The Running Start
program in Washington
state allows high school
juniors and seniors to attend college
courses numbered 100 or above, tuition-free, while completing high school. It is similar to dual enrollment
programs common at public and private colleges and universities in other states. The program was piloted in the early 1990s and officially approved to begin in the fall of 1993.
Running Start provides up to two years of paid tuition at any state-run community college or four-year university. High school juniors who can pass the entrance exam for a local community college may take part or all of their coursework at the community college. Successfully passing a course earns a student both high school and college credit.
Running Start students complete a substantial number of their first two years of college credits early. After high school, they pay for fewer community college credits before moving on to four-year institutions. It is possible for a motivated student to earn his or her high school diploma and a two-year college associate's degree simultaneously.
The program’s popularity has resulted in significant demand. In 2006-07, 16,826 students participated in Running Start.
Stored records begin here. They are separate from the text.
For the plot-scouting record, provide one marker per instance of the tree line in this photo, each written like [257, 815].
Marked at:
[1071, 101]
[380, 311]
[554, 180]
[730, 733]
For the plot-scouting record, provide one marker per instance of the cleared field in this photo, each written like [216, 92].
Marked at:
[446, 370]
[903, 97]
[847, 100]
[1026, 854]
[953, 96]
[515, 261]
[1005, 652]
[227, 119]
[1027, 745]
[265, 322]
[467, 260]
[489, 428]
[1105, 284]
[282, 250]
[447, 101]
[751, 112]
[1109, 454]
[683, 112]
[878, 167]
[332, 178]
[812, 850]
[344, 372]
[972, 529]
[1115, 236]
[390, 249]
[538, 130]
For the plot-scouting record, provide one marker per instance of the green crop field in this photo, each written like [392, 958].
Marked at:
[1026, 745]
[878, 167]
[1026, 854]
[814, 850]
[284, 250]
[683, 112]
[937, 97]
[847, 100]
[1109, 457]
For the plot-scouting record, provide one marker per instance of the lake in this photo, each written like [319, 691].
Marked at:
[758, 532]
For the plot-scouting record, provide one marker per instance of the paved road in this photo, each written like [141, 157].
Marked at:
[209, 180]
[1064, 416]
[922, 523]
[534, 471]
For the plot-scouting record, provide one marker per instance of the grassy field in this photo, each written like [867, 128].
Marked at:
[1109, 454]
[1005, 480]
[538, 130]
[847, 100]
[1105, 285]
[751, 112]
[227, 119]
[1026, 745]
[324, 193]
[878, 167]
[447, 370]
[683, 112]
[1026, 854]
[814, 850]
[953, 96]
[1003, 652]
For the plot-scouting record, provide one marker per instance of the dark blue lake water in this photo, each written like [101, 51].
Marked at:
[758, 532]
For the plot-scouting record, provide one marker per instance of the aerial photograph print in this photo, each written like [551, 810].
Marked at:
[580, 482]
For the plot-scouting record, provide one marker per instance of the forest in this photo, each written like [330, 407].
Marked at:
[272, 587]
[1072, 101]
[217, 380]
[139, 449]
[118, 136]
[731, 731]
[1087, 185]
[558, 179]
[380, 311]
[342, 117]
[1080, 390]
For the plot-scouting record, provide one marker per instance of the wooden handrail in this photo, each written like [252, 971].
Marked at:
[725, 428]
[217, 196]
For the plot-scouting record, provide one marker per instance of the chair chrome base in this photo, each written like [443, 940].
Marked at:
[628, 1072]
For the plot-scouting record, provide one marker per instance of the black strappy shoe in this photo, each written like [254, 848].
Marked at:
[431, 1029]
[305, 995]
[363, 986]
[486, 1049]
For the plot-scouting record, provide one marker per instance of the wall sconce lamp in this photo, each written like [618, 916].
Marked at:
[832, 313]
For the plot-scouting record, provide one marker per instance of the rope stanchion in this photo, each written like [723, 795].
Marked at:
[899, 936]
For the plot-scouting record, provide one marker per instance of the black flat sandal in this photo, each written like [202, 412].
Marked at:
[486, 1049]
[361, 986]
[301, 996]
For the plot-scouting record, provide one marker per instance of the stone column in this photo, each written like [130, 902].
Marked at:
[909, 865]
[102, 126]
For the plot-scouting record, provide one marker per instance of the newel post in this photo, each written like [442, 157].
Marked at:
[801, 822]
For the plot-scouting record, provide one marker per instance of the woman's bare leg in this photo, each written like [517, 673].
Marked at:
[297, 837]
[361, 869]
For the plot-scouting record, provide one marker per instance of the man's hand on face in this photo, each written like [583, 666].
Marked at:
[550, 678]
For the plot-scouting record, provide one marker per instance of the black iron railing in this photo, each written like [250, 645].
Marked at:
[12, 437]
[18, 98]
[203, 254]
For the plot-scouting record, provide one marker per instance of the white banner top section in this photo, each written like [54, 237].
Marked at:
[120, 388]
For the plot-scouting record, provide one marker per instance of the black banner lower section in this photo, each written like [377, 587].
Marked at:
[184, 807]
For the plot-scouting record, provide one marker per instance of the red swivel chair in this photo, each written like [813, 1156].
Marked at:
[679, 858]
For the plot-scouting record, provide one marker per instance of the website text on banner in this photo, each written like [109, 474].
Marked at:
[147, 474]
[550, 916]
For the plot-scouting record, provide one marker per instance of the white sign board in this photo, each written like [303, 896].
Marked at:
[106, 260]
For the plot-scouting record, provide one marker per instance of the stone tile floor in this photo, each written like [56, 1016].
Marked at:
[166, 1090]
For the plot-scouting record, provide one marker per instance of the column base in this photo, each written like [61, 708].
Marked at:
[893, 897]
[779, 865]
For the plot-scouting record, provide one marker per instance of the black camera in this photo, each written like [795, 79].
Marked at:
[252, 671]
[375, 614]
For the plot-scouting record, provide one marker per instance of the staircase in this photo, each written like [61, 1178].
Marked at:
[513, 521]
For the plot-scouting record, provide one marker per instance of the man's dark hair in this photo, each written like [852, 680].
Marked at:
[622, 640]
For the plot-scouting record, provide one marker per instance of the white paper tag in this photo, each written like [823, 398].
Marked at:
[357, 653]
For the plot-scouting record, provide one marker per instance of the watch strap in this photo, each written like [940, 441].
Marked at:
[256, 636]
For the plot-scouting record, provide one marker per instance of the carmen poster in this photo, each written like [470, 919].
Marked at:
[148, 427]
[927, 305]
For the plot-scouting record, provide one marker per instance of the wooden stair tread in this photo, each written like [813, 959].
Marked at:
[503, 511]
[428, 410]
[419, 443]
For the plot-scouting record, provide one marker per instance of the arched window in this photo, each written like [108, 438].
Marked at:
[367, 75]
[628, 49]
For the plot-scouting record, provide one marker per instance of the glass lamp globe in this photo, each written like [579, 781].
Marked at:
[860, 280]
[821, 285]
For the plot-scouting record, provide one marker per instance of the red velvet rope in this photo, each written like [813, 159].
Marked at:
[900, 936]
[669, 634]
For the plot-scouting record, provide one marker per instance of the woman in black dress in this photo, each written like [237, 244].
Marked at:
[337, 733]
Running Start students make up eight percent of all community and technical college full-time equivalent students (10,842 FTEs), and more than 18 percent of academic enrollments.
Tuition and fees
Students are responsible for fees, but the state pays students’ tuition for college level courses with these exceptions: courses numbered under 100, summer quarter classes, more than 18 credits per quarter, audited classes and continuing education classes. Fees may include books and supplies, testing fees and student activity fees.